The single hardest thing for any Dad is trying to get the balance right between love and discipline for his children. I often use the expression ‘grace and truth’. Grace is really another name for love.
The challenge becomes more difficult the more children you have, and I think especially the more boys you have. Boys seem to find your limit and then take you past it. Boys, for wont of a better expression, seem to challenge the boundaries more energetically.
If you have been reading my missives on fathering for any length of time, you will know that I believe the primary ingredient for being a great Dad is LOVE. Having said that, a father’s role is also to bring discipline.
Dr Bruce Robinson exhorts fathers to get on the fatherhood BUS.
B – Be there for your children.
U – Unconditional love is what you must give your children.
S – make your children feel Special.
Bruce’s brilliant homily on being a great dad is hard to beat. If children need anything, they need love, because as Steve Biddulph says so eloquently, “Love grows the brain.”
St Peter said, “Above all, love each other deeply, because love covers over a multitude of sins.” Jesus also reiterated the importance of love when He said, “A new commandment I give to you, that you love each other like I have loved you.” It is the message of those who have spent time with our Father in Heaven.
The well-known ‘Love Chapter’ in the Bible says, “These three things remain: faith, hope, and love, but the greatest of these is love.” That verse is found in all of the best-known love quotes, and it is often read at weddings, even by atheists. Why? Because it is true. Love not only grows the brain, but it grows the heart, and scientists are finding out that love has a great deal to do with good health.

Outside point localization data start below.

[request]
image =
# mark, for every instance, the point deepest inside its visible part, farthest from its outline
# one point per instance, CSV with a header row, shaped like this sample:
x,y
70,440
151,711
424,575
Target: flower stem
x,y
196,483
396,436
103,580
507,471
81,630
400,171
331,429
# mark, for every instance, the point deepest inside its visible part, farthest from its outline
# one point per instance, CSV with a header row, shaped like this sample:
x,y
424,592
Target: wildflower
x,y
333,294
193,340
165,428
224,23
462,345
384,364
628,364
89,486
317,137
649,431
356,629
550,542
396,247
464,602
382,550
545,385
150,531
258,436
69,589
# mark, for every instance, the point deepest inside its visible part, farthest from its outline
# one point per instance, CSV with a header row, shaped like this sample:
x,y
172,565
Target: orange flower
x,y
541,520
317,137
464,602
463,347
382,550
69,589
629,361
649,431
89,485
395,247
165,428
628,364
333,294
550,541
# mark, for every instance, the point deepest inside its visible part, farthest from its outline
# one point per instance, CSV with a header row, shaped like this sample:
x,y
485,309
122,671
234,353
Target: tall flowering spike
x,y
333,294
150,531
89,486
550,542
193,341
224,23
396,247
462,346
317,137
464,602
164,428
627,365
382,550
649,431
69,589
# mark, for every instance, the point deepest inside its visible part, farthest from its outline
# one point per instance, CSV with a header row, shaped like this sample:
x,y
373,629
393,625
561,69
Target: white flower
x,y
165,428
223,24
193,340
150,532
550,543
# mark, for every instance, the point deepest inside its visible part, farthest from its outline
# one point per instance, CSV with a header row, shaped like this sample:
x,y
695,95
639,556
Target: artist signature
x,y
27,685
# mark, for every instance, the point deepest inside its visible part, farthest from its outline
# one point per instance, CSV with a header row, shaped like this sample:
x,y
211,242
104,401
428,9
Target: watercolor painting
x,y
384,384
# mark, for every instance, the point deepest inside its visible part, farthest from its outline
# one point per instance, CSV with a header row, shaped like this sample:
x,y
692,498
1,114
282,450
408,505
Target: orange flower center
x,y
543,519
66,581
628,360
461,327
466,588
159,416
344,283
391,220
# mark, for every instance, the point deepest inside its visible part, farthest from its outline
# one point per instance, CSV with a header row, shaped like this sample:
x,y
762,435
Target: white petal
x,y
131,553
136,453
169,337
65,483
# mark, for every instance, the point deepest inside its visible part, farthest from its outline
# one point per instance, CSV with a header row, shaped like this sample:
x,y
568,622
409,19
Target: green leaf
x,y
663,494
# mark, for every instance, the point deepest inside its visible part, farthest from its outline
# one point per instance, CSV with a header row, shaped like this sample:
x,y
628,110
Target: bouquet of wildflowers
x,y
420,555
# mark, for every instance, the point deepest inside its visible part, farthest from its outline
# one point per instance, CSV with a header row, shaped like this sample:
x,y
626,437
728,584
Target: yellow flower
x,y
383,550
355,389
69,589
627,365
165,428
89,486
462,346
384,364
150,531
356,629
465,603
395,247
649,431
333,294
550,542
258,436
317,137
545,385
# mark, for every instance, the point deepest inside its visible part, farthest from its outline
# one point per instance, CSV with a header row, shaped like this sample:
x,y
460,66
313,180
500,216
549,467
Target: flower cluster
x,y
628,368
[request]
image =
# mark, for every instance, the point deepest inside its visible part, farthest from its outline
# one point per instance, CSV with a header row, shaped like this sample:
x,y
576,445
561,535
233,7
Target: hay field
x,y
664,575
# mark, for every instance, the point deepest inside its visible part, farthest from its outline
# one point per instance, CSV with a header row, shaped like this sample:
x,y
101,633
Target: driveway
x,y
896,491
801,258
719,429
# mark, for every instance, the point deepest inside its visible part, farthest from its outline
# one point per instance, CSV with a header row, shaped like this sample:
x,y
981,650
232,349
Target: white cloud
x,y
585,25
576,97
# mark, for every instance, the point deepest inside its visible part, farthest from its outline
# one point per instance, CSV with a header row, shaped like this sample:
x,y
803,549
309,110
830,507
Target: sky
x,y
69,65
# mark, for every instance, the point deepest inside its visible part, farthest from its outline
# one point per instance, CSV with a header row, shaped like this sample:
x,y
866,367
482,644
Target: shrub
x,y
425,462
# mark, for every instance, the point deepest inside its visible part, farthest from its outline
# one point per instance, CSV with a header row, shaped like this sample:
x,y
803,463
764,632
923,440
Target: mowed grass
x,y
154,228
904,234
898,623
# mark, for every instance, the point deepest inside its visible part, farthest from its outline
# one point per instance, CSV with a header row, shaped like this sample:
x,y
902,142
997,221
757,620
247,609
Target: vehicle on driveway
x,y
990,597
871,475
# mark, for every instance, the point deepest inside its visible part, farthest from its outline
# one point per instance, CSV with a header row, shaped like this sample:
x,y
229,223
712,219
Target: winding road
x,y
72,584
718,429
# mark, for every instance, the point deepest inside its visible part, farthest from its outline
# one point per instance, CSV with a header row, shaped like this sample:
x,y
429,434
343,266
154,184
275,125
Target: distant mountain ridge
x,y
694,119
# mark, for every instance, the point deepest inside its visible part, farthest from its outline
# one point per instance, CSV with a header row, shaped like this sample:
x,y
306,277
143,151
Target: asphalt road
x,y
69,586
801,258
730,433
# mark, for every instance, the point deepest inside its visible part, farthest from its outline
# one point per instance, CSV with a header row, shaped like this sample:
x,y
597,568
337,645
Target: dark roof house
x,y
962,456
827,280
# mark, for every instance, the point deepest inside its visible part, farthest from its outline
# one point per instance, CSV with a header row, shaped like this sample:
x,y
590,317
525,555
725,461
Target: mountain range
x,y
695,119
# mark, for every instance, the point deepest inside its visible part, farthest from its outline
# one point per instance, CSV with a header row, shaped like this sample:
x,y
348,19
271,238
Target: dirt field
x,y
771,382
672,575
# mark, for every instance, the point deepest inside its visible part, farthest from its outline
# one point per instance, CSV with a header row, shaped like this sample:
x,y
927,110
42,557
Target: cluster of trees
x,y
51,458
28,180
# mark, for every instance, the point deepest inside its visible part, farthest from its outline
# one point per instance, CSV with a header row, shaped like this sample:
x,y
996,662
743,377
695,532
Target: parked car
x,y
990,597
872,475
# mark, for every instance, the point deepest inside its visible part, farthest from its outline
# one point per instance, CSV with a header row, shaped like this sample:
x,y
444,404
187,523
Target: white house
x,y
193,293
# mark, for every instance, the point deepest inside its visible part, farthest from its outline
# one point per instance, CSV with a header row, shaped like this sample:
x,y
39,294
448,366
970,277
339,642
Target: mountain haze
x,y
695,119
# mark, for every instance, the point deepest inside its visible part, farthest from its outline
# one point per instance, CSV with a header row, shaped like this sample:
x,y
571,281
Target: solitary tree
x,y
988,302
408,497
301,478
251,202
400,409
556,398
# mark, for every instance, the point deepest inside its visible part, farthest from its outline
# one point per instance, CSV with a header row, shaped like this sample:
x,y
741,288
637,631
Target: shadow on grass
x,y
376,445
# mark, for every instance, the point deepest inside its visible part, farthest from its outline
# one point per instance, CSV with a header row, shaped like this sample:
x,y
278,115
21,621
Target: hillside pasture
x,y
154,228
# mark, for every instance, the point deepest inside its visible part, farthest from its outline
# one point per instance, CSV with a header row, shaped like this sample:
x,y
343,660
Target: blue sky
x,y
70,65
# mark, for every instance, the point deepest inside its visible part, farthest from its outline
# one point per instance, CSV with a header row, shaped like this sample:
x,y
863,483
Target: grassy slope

As a Dad, the balance between love and justice is hard to find. How do you teach your children about consequences, without pain of some sort? Real life as an adult is all about accepting the consequences of your wrong decisions, and then moving on.
Whilst a father can exercise grace, an employer usually does not. Oh yes, an employer might be able to offer grace once or twice, but the fiscal reality of the marketplace means that grace cannot be offered endlessly to employees, without the danger of said employer going broke.
Part of a father’s role is to train his children for the real world, and help them to become employable. I well remember the time I bought a dozen new matchbox cars for my four young sons with strict instructions to take care of them. I expected my responsible sons to show the appropriate care for these new additions to their limited toy base, as we were working in the non-profit sector and we weren’t flush with funds.
Boys being boys, and being full of energy and creativity, they decided to test their new cars’ road-worthiness. They smashed them into each other, crushed them with rocks and hammers and even tried to incinerate them with highly flammable glue.
When I came home from work one day and asked how they were enjoying their new matchbox toys, I was shocked to find out just how complete the Demolition Derby had been. Not one car was in its original mint condition.
I can assure you, there were consequences, and the consequences were not without pain. As Don Marquis says, “Many a man spanks his children for things his own father should have spanked him for.”
To administer justice as a father is such a hard thing. I know I had done many similar things myself as a youngster, but to deprive my sons of the necessary reality check they so desperately needed could have resulted in something far worse down the track. Yes, the Janine Balding case was extreme, but her murderer was only 14 years of age. Another schoolyard murderer was only 13 years old.
Loving discipline is critical for our boys!
As a society we have disempowered teachers by stripping them of the ability to discipline our children, and then wonder why knife attacks and violence are filling our children’s playgrounds.
We have forgotten the need to teach consequence with discipline. Discipline is part of love, and if we love our children, we must teach them the importance of respect, integrity, love, and care for property, because if we don’t, we will reap the consequences, and so will they.
So yes, I am an advocate for the teaching of grace to our children, but not without teaching them the consequences of bad behaviour, because that is the truth of life. The truth can come as a shock, but in my opinion, it is better to learn now rather than later.
It’s all about balance really, isn’t it?
Grace is actually ‘unmerited favour’, and that’s where the U in the fatherhood BUS comes in. Unconditional love is just so important. Smother your children with unconditional love, but please don’t forget the discipline side, because it also shows your children that they are deeply loved.
One more thing. If you are going to go too far to one side, do so on the side of grace.